Swedish Automobile — previously known as Spyker — on Wednesday reported a second-quarter loss of €152 million (nearly $220 million) compared with a loss of €60 million in the same period last year.
Revenues shrank to €102 million ($147 million) from €198 million in the second quarter 2010.
The report will likely disappoint investors who had hoped Saab would announce the receipt of more funds Wednesday. Shares in Swedish Automobile had previously closed up 13.24 percent at €0.77 ($1.10) on the Amsterdam Stock Exchange.
Saab hasn't yet paid this month's wages to staff, which were due Aug. 25, and the Swedish Enforcement Agency is evaluating the company's assets for possible collection after it failed to pay several outstanding bills to suppliers.
If Saab, whose Trollhattan-based plant has been idle for months, doesn't manage to raise more money before Friday, trade unions could initiate bankruptcy proceedings.
Swedish Automobile CEO Victor Muller on Wednesday offered his "sincere apologies" to staff for the delayed wages and said the second quarter had been "unbelievably tough."
"Investor interest exists in Saab Automobile based on a continued belief in the long-term prospects for the brand and the company," Muller said in a statement.

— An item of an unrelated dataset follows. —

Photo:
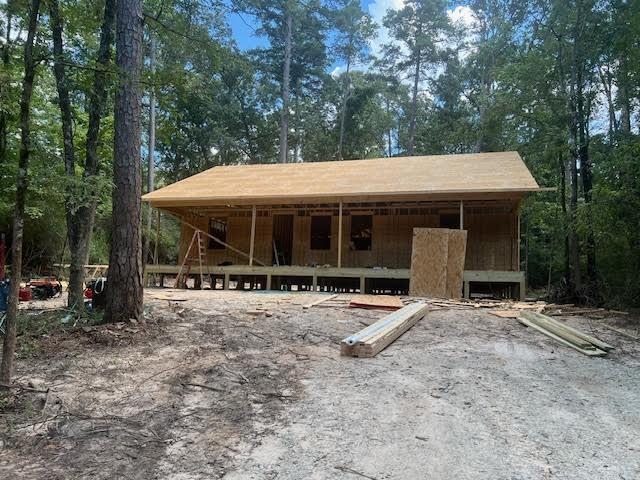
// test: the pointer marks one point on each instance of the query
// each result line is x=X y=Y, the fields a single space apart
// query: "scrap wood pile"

"Right now, the focus of Saab management is on working as hard as possible to bring the company back into calmer waters by significantly strengthening our financial position," Muller said. "We are evaluating all available options in order to secure continuity of Saab Automobile."
Swedish Automobile brought Saab out of a liquidation process when it bought the Swedish brand from General Motors Co. in 2010, but has struggled to raise enough funds to keep the company running.
In the past months, it has tried to raise more cash through loans and various agreements with investors, but some of the funds committed by investors have not yet been paid, Saab said.
The company said it forecasts "a substantial net loss for 2011."